En disant cela, De Gaulle, comme Beauvoir après lui et tant d’autres, commettent une grave erreur, peut-être volontaire, et qui va bien au-delà du cas du maréchal félon : c’est un Pétain très lucide, pas du tout sénile, qui, en cohérence avec toutes ses valeurs personnelles, modifia lui-même, la plume à la main, en le durcissant, le statut des Juifs d’octobre 1940 ; et en voulant réduire cette histoire au « naufrage » imaginaire d’un seul homme, De Gaulle vise à masquer ce qu’était réellement une très grande partie de la France de 1940 : très largement antisémite, pacifiste, et peu encline à défendre ses valeurs républicaines. Même si des centaines de milliers d’héroïnes et de héros ont su se sacrifier pour en sauver l’honneur, la France de ce temps s’est lucidement vautrée dans la collaboration. Et si ce fut un naufrage, ce fut celui, conscient et parfaitement assumé, de tout un pays.
Plus généralement, la vieillesse n’est pas un naufrage (sauf évidemment pour ceux qui sont atteints de redoutables pathologies, dont la science finira par comprendre les causes, et par réparer les conséquences, comme elle réussit chaque jour tant de prouesses nouvelles pour aider chacun à vivre beaucoup plus longtemps en bonne santé) ; la vieillesse est un moment où beaucoup de gens, libérés de toute ambition de faire carrière et de toute obligation de plaire, de séduire, d’être aimé, se débarrassent de leur surmoi pour dire ce qu’ils pensent vraiment depuis longtemps, pour lâcher leurs coups, régler leurs comptes avec leurs proches et avec la société.
Il faut donc voir la parole libérée des personnes âgées comme la révélation de leur vérité la plus intime et non pas comme l’annonce de leur décrépitude.
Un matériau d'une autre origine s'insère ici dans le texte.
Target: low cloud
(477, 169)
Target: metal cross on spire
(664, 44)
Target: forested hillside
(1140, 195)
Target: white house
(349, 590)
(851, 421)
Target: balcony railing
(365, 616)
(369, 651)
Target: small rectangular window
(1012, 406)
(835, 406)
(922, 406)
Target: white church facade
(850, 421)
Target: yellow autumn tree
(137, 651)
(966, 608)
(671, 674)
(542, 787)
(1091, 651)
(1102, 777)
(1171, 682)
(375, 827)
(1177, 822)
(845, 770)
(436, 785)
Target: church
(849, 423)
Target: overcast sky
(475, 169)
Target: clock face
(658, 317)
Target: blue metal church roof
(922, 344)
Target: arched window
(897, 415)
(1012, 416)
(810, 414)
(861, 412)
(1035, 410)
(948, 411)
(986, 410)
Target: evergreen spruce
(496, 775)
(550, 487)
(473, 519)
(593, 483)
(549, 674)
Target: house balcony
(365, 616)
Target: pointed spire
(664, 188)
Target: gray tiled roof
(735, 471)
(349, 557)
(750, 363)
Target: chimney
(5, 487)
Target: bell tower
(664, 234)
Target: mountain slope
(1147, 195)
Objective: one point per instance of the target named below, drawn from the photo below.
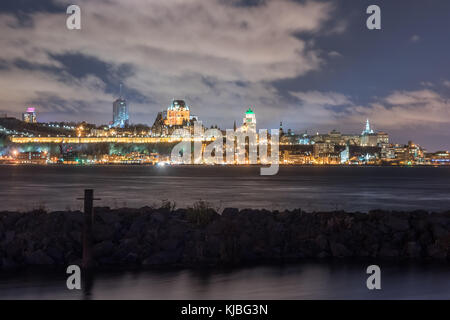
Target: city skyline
(318, 70)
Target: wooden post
(87, 231)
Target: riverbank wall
(199, 236)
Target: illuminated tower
(120, 112)
(177, 113)
(249, 120)
(367, 130)
(29, 116)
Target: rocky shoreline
(199, 236)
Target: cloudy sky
(311, 64)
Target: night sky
(311, 64)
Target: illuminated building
(382, 138)
(31, 157)
(367, 129)
(29, 116)
(177, 114)
(120, 113)
(249, 121)
(368, 137)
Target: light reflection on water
(309, 188)
(308, 280)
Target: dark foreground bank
(200, 236)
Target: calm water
(309, 280)
(310, 188)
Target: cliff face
(195, 237)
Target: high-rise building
(120, 112)
(249, 120)
(178, 113)
(29, 116)
(368, 137)
(367, 129)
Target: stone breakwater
(194, 237)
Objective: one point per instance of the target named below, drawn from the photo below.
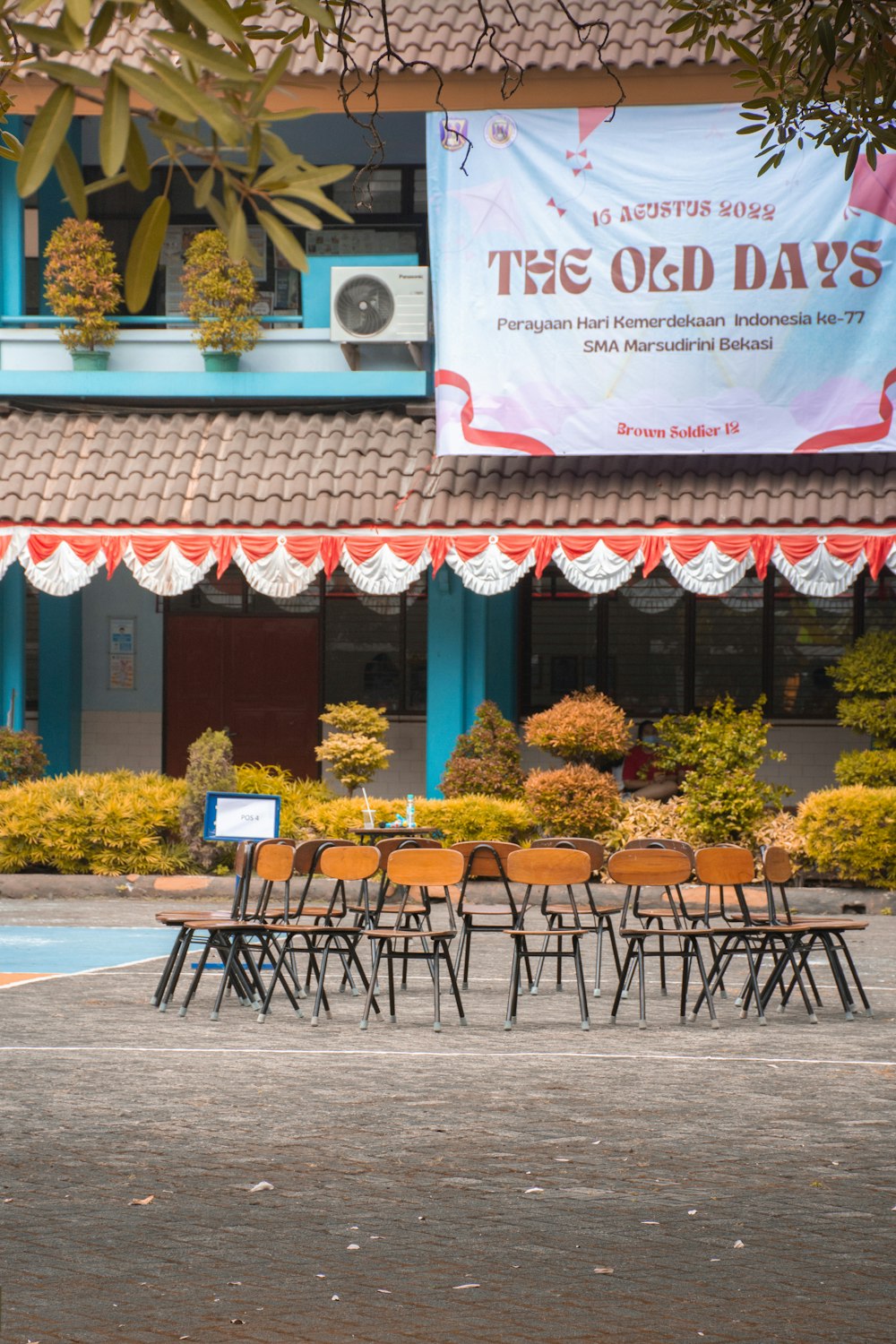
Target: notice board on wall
(626, 284)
Et c’est bien pour cela qu’on préfère désigner comme un naufrage final ce qui est en réalité la mise à jour d’une réalité bien plus profonde, que seuls les tabous de la vie en société empêchent de mettre à jour.
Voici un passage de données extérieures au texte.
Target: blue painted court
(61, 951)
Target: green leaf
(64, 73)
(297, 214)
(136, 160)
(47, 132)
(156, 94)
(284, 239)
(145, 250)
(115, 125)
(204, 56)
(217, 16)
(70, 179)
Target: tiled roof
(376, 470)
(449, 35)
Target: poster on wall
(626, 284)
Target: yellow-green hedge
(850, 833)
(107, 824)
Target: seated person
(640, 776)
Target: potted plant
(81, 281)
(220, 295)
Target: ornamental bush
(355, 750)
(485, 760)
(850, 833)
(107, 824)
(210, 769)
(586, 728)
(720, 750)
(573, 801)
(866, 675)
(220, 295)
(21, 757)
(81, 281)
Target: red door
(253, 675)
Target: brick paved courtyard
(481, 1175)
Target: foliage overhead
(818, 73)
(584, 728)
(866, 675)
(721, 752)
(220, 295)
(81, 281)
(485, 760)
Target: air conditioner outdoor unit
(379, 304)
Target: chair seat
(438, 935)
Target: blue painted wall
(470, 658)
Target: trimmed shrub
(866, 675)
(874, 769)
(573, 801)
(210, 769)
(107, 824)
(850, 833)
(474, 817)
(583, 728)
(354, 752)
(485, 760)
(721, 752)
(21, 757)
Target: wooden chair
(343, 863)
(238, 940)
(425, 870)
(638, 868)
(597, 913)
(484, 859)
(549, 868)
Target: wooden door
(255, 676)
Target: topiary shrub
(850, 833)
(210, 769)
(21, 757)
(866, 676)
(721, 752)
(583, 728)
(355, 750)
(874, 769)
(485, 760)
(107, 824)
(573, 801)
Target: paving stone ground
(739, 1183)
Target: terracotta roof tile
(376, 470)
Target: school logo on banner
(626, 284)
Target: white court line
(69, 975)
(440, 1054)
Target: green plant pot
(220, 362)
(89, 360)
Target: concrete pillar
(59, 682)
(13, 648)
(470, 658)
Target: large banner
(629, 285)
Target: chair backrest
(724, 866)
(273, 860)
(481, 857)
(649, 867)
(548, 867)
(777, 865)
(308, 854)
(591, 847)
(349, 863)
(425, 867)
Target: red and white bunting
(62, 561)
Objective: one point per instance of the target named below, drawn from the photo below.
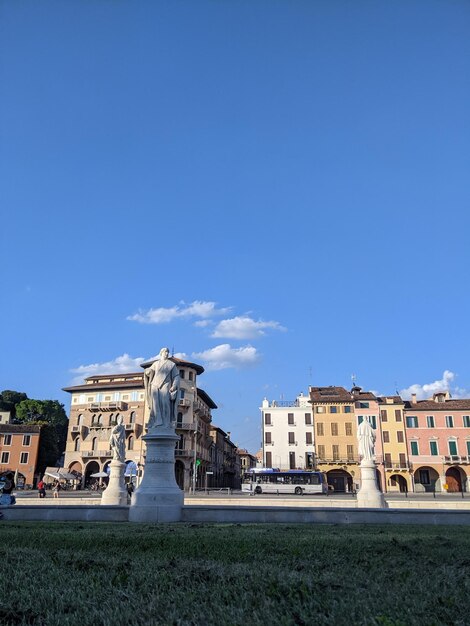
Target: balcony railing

Par ailleurs, parler de la vieillesse comme un naufrage est aussi un excellent alibi pour une société qui voudrait réduire ses charges et ne pas assurer aux anciens les moyens de vivre décemment et d’échanger avec les autres : si la vieillesse est un naufrage, si les vieux délirent, on peut les abandonner sans vergogne. Ainsi des parents, grands-parents, arrière-grands-parents sont-ils abandonnés, sans scrupule, dans des EHPAD indignes avec des retraites misérables et dont on ne se préoccupe pas de la pérennité. Ainsi et surtout de l’amour dont on les prive, qui pourrait prolonger leur passion de vivre. On crée ainsi les conditions d’une prophétie autoréalisatrice : si on se résigne à ce que la vieillesse soit un naufrage, on crée les conditions pour qu’elle le devienne vraiment. On perd alors l’immensité des savoirs que les aînés peuvent transmettre, pendant très longtemps, et dont une société aurait tort de se priver.
Encore faudrait-il que ceux qu’on désigne de ce nom affreux (« retraités ») soient mieux incités et aidés à se rendre utile, à assister à transmettre leurs savoirs, leurs expériences, leurs succès comme leurs échecs. Tout cela n’est pas qu’une question de moyens financiers, mais de respect, de tolérance, d’écoute.
Et sans doute faudrait-il aussi y voir la métaphore du naufrage à venir de notre civilisation, qui n’est qu’un moment où celle-ci révèle, par son goût de la démesure et sa pulsion transgressive, ce qu’elle est vraiment. Il faudrait beaucoup d’amour de la vie pour l’éviter.